Harry’s hurricane-force shenanigans risk badly destabilizing the constitutional monarchy if not jeopardizing its very survival. As it is, public support for the British monarchy is at an all-time low, according to a poll by the National Center for Social Research. The survey found “45% of respondents said either it should be abolished, was not at all important, or not very important.” Alarmingly for British royalists, only “12% of 18-to-34-year-olds view the monarchy as “very important.
While it is ultimately up to the British to decide their form of government — and as Americans, we should take no position — it is clear that the added damage Hurricane Harry is creating could not come at a worse time. Europe — indeed, all of the West, including the U.S. — is in an existential fight in Ukraine and potentially soon in Taiwan, wherein either liberal democracy or the Russian and Chinese form of autocracy will conquer all. Harry, accordingly, must rise above being the man and the son he has been thus far on the world stage.

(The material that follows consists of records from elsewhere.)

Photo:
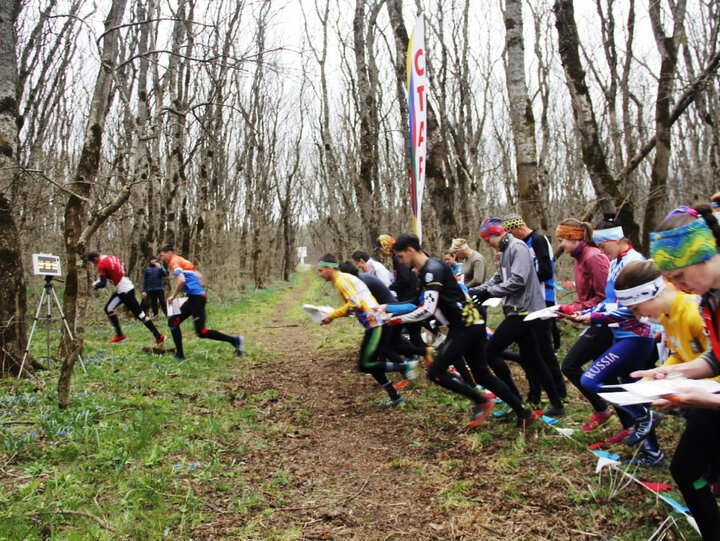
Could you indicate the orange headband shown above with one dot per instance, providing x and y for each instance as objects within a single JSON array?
[{"x": 570, "y": 232}]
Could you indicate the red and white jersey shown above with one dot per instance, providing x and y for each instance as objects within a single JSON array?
[{"x": 113, "y": 269}]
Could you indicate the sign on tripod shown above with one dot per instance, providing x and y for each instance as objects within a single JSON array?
[{"x": 46, "y": 264}]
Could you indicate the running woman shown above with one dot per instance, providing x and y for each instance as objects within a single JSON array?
[
  {"x": 632, "y": 346},
  {"x": 466, "y": 336},
  {"x": 359, "y": 301},
  {"x": 111, "y": 267},
  {"x": 685, "y": 250},
  {"x": 188, "y": 280}
]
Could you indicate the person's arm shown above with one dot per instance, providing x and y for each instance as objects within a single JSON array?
[
  {"x": 542, "y": 253},
  {"x": 179, "y": 283}
]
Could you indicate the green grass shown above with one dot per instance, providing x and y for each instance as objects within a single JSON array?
[{"x": 153, "y": 448}]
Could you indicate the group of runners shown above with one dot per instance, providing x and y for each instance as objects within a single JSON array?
[
  {"x": 629, "y": 305},
  {"x": 187, "y": 280}
]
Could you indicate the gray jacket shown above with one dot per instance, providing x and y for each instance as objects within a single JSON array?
[{"x": 516, "y": 280}]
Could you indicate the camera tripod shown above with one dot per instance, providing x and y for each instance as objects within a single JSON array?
[{"x": 48, "y": 289}]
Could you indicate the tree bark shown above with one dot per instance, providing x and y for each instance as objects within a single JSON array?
[
  {"x": 521, "y": 116},
  {"x": 75, "y": 298}
]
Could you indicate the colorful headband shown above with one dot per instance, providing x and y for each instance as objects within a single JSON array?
[
  {"x": 604, "y": 235},
  {"x": 385, "y": 243},
  {"x": 512, "y": 222},
  {"x": 683, "y": 209},
  {"x": 643, "y": 292},
  {"x": 570, "y": 232},
  {"x": 491, "y": 227},
  {"x": 683, "y": 246}
]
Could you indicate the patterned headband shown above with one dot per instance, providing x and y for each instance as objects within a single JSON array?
[
  {"x": 683, "y": 246},
  {"x": 604, "y": 235},
  {"x": 491, "y": 227},
  {"x": 643, "y": 292},
  {"x": 512, "y": 222},
  {"x": 570, "y": 232}
]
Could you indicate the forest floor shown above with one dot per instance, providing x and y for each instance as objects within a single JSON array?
[{"x": 288, "y": 443}]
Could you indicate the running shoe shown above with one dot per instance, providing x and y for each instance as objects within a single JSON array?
[
  {"x": 598, "y": 418},
  {"x": 410, "y": 371},
  {"x": 646, "y": 458},
  {"x": 525, "y": 422},
  {"x": 239, "y": 345},
  {"x": 391, "y": 403},
  {"x": 620, "y": 436},
  {"x": 643, "y": 427},
  {"x": 480, "y": 412},
  {"x": 429, "y": 355},
  {"x": 502, "y": 413},
  {"x": 555, "y": 412}
]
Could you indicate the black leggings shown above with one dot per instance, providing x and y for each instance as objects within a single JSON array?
[
  {"x": 194, "y": 306},
  {"x": 699, "y": 447},
  {"x": 467, "y": 344},
  {"x": 525, "y": 334}
]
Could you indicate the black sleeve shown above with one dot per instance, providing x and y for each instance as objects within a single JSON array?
[{"x": 540, "y": 246}]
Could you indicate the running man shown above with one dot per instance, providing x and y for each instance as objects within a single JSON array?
[
  {"x": 466, "y": 338},
  {"x": 358, "y": 300},
  {"x": 187, "y": 279},
  {"x": 111, "y": 267}
]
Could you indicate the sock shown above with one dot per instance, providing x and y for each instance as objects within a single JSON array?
[
  {"x": 392, "y": 393},
  {"x": 150, "y": 325},
  {"x": 177, "y": 338},
  {"x": 116, "y": 323}
]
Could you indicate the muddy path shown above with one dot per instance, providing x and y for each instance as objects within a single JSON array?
[{"x": 350, "y": 470}]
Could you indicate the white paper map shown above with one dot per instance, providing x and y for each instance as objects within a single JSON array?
[
  {"x": 644, "y": 391},
  {"x": 317, "y": 313},
  {"x": 545, "y": 313}
]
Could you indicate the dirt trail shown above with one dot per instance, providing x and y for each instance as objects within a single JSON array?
[{"x": 358, "y": 472}]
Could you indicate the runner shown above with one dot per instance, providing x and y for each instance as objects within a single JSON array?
[
  {"x": 685, "y": 250},
  {"x": 466, "y": 337},
  {"x": 111, "y": 267},
  {"x": 359, "y": 301},
  {"x": 187, "y": 279},
  {"x": 521, "y": 292}
]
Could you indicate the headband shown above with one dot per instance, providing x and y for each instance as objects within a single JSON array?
[
  {"x": 604, "y": 235},
  {"x": 511, "y": 222},
  {"x": 643, "y": 292},
  {"x": 491, "y": 227},
  {"x": 683, "y": 246},
  {"x": 570, "y": 232},
  {"x": 385, "y": 243}
]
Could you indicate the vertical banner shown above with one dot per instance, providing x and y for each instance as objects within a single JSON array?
[{"x": 417, "y": 111}]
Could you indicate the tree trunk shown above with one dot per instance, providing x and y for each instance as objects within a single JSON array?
[
  {"x": 13, "y": 302},
  {"x": 75, "y": 299},
  {"x": 521, "y": 116},
  {"x": 668, "y": 49},
  {"x": 609, "y": 195}
]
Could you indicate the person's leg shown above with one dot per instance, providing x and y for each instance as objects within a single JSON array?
[
  {"x": 530, "y": 350},
  {"x": 198, "y": 311},
  {"x": 589, "y": 346},
  {"x": 129, "y": 300},
  {"x": 452, "y": 352},
  {"x": 174, "y": 324},
  {"x": 368, "y": 360},
  {"x": 110, "y": 306},
  {"x": 699, "y": 446},
  {"x": 475, "y": 357},
  {"x": 506, "y": 333}
]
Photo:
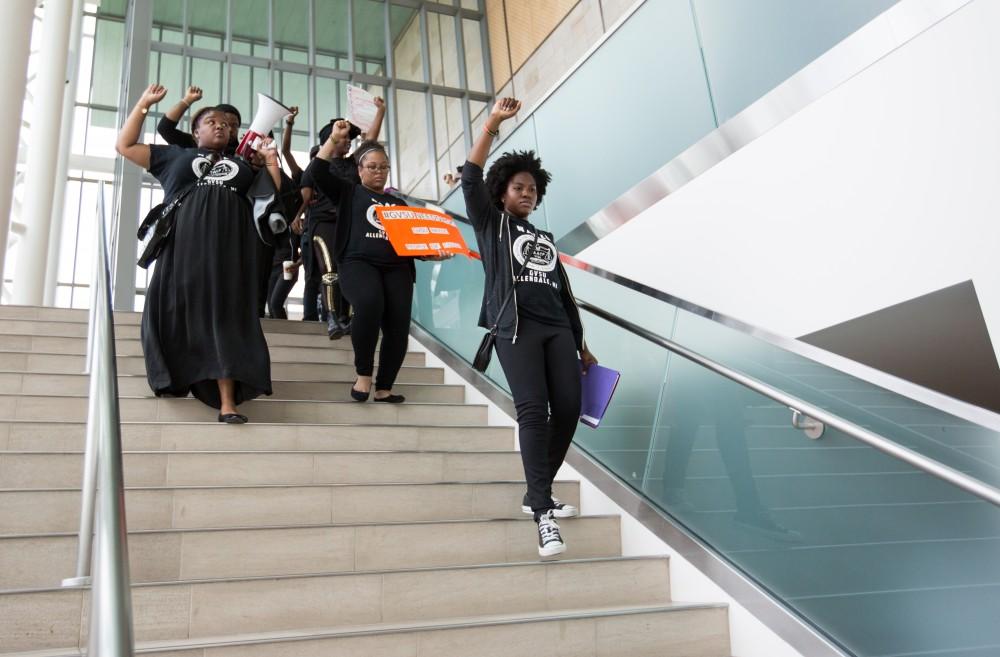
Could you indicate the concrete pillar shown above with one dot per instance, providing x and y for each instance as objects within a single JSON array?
[
  {"x": 62, "y": 164},
  {"x": 46, "y": 119},
  {"x": 15, "y": 35}
]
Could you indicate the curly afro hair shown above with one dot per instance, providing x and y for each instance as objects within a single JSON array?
[{"x": 510, "y": 164}]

Now is not the time for a recalcitrant prince crassly conflating fleeting Hollywood celebrity with statesmanship. This critical moment in global history calls for some level of gravity. It is not the moment for exaggerated paparazzi taxi chase stunts, high school-like social drama over Harry’s attendance at his father’s coronation and the “worldwide privacy tour” by Harry and Meghan, memorably lampooned by South Park.
Rather, it is high time Harry recognizes that he can no longer keep placing his father, and by extension the United Kingdom and the U.S., in the eye of his storm. The hurricane-like damage to national security is becoming too great and potentially irreparable.
Hurricanes eventually run their course. Harry’s has gone on long enough.
Mark Toth is an economist, entrepreneur, and former board member of the World Trade Center, St. Louis. Jonathan Sweet, a retired Army colonel and 30-year military intelligence officer, led the U.S. European Command Intelligence Engagement Division from 2012 to 2014.